De fait, le médecin coordonnateur est chargé de réunir dans le cadre de la commission de coordination gériatrique les professionnels de santé libéraux exerçant dans l'EHPAD afin de les consulter sur le projet de soins, et, notamment les protocoles de soins gériatriques. Le médecin coordonnateur est l'interface. Son rôle est crucial ; il exerce son autorité fonctionnelle sur les professionnels de l'établissement (salariés) et respecte évidemment l'indépendance des professionnels libéraux qui interviennent dans la structure. Tous les intervenants libéraux exerçant dans l'institution doivent adhérer au règlement de fonctionnement de celle-ci, reconnaissant ainsi l'existence et les missions du médecin coordonnateur. Rappelons que la LFSS 2019 permet au médecin coordonnateur, sous réserve de clauses spécifiques à son contrat, d'intervenir auprès d'un ou plusieurs résidents comme médecin traitant (modification de l'article L.314-12 du Code de l'action sociale et des familles) et de prescrire, ce qui a pu être dénoncé par certains.

L'ensemble des recommandations et avis émis par la commission de coordination gériatrique est transmis à l'instance compétente de l'organisme gestionnaire de l'établissement.

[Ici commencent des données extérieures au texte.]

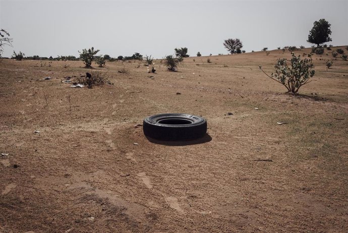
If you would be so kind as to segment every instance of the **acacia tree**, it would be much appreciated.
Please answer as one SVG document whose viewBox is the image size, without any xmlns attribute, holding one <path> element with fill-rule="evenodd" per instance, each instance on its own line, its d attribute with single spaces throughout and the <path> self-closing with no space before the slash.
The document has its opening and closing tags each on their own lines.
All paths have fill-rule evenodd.
<svg viewBox="0 0 348 233">
<path fill-rule="evenodd" d="M 9 37 L 10 33 L 5 30 L 2 29 L 0 30 L 0 57 L 1 57 L 4 52 L 4 45 L 12 46 L 12 38 Z"/>
<path fill-rule="evenodd" d="M 92 62 L 94 59 L 94 55 L 99 52 L 100 50 L 97 50 L 94 51 L 94 48 L 92 47 L 91 49 L 88 49 L 88 50 L 84 49 L 82 50 L 82 53 L 78 51 L 80 54 L 80 58 L 83 61 L 83 63 L 86 65 L 86 67 L 90 67 L 92 65 Z"/>
<path fill-rule="evenodd" d="M 321 43 L 332 41 L 330 38 L 331 31 L 330 29 L 331 24 L 325 19 L 321 19 L 319 21 L 315 21 L 313 28 L 309 31 L 307 42 L 317 44 L 319 47 Z"/>
<path fill-rule="evenodd" d="M 296 94 L 300 87 L 308 83 L 311 81 L 309 79 L 314 75 L 315 71 L 312 63 L 312 57 L 308 55 L 308 58 L 301 59 L 301 56 L 297 57 L 295 54 L 292 52 L 291 66 L 287 65 L 286 58 L 279 58 L 274 66 L 275 74 L 269 75 L 259 66 L 260 69 L 270 78 L 284 85 L 287 89 L 287 92 Z"/>
<path fill-rule="evenodd" d="M 187 54 L 187 48 L 182 48 L 181 49 L 175 49 L 175 55 L 178 57 L 188 58 L 190 55 Z"/>
<path fill-rule="evenodd" d="M 237 51 L 240 51 L 243 47 L 242 41 L 238 39 L 227 39 L 224 40 L 223 45 L 227 50 L 231 54 L 235 54 Z"/>
</svg>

L'intérêt de la CCG est d'être un lieu d'échanges entre tous les intervenants et de faciliter ainsi leur appropriation des pratiques retenues, des choix opérés, etc. En effet, les professionnels libéraux ne sont pas nécessairement au fait des contraintes d'un EHPAD, ou de ses difficultés propres ; la commission de coordination gériatrique permet de les impliquer a minima.

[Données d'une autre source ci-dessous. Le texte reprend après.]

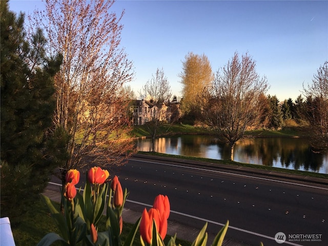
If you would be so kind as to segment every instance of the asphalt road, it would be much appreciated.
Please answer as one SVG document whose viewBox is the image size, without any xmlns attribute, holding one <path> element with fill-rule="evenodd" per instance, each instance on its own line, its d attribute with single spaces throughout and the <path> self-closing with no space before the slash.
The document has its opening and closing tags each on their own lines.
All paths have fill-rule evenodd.
<svg viewBox="0 0 328 246">
<path fill-rule="evenodd" d="M 130 192 L 131 210 L 141 212 L 162 194 L 171 221 L 197 229 L 207 221 L 216 233 L 229 220 L 226 237 L 253 245 L 328 245 L 326 183 L 135 157 L 109 171 Z M 283 244 L 275 240 L 278 232 Z"/>
</svg>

Le bilan dressé par la HAS est en demi-teintes, ce qui est certes regrettable et il existe de fortes disparités. La commission a certes un rôle consultatif, mais l'objectif est qu'elle soit « force de proposition » « sur des thématiques contribuant à un bon accompagnement du résident et à une bonne qualité de vie dans l'établissement ».



FICHE REPÈRE


ILLUSTRATION SUR L'ÉPIDÉMIE DE GRIPPE

Dans un EHPAD, suite à des décès consécutifs à une épidémie de grippe, une aide-soignante a demandé s'il ne pouvait pas être abordé, dans le cadre de la CCG, la sensibilisation des familles aux gestes simples qui peuvent limiter l'épidémie (en diffusant une information non seulement sur le lavage systématique des mains, mais aussi sur le confinement nécessaire, etc.) Cette suggestion a été retenue et le Médec (médecin coordonnateur) a proposé, lors de la CCG, de sensibiliser les familles aux gestes simples pour limiter l'épidémie de grippe. Il s'est notamment rapproché de la CPAM locale afin de disposer d'affiches et de prospectus concernant la prévention de la grippe.


ILLUSTRATION SUR LES SERVICES À DOMICILE

Dans un EHPAD, sont invités régulièrement à participer à la CCG, les responsables des services à domicile et l'infirmier coordinateur du SSIAD. Cet échange permet à tous ces acteurs d'échanger sur leurs pratiques et le parcours en amont et en aval de l'entrée en établissement des résidents.

Dans un EHPAD qui vient d'accueillir une personne handicapée vieillissante, auparavant accompagnée à domicile par un SAMSAH (Service d'Accompagnement Médico-social pour Adultes en Situation de Handicap), des membres de l'équipe du SAMSAH sont venus présenter leurs missions et leur expertise concernant la rédaction du projet de vie individualisé, ce qui a permis de tenir compte de tout le travail réalisé en amont de l'entrée en établissement.


ILLUSTRATION SUR LA FORMATION

Dans un EHPAD, suite à une présentation par un ergothérapeute, sur les possibilités de lutter contre la constipation en travaillant sur les organes mous, la directrice a découvert une autre façon de traiter les problèmes de constipation auxquels sont souvent soumis les résidents. Elle a ainsi pu présenter les apports de ce travail lors de la CCG.


ILLUSTRATION SUR LA MUTUALISATION DES CCG

Dans la région lilloise, un Médec travaille dans 2 EHPAD collaborant chacun avec 7 médecins traitants et 6 masseurs-kinésithérapeutes. Après avoir été confronté à des difficultés d'organisation de la CCG dans chacun des établissements, le Médec a proposé à l'ensemble des médecins et des équipes de direction des 2 établissements d'organiser la CCG, en alternance, dans un établissement puis dans l'autre en début de soirée suivi d'un dîner. Cette solution a permis au Médec d'organiser la CCG 2 fois par an avec une plus grande participation des médecins traitants.